Bulgaria’s National Assembly elected former Ombudsman Konstantin Penchev to the Constitutional Court on October 8, bringing to four the new members of the court.
In the election in Parliament, the candidacy of Mihail Kozharev, the nominee of nationalist coalition the Patriotic Front, was defeated. Penchev had the backing of the National Assembly’s largest party, centre-right GERB, and won votes from a number of other parties and coalitions.
Two days earlier, head of state President Rossen Plevneliev decreed the appointment to the Constitutional Court of former prime minister Philip Dimitrov and Mariana Karagyozova-Finkova. Plevneliev had named the two as his nominees on September 15.
On September 30, members of the judiciary elected Tanya Raykovska as a Constitutional Court judge from their quota. She got 112 votes against the 52 for her rival, Boyan Magdalinchev.
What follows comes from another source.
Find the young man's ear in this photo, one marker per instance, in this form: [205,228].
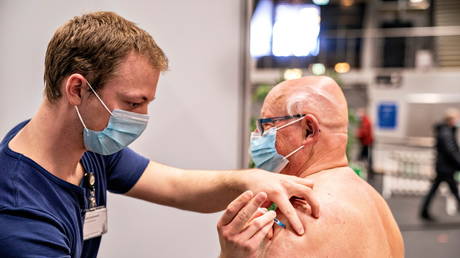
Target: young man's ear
[73,88]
Bulgaria’s Constitutional Court is composed of 12 judges. One third is elected by the National Assembly; one third is appointed by the President and one third is elected by the General Assembly of the judges of the Supreme Court of Cassation and the Supreme Administrative Court. The Constitutional Court thus formed elects a Chairman of the Court with a three-year term of office.
The justices of the Constitutional Court are elected or appointed for a period of nine years and are not eligible for re-election or re-appointment. The members of the Constitutional Court are renewed every three years from each quota.
During the first term, lots were cast after the third and the sixth year to name the outgoing justices. Each renewal sends away four justices (one third) and admits four newly elected (newly appointed) justices. The tenure of a justice of the Constitutional Court expires upon expiry of the term – nine years (three and six years, respectively, lots being cast during the first term).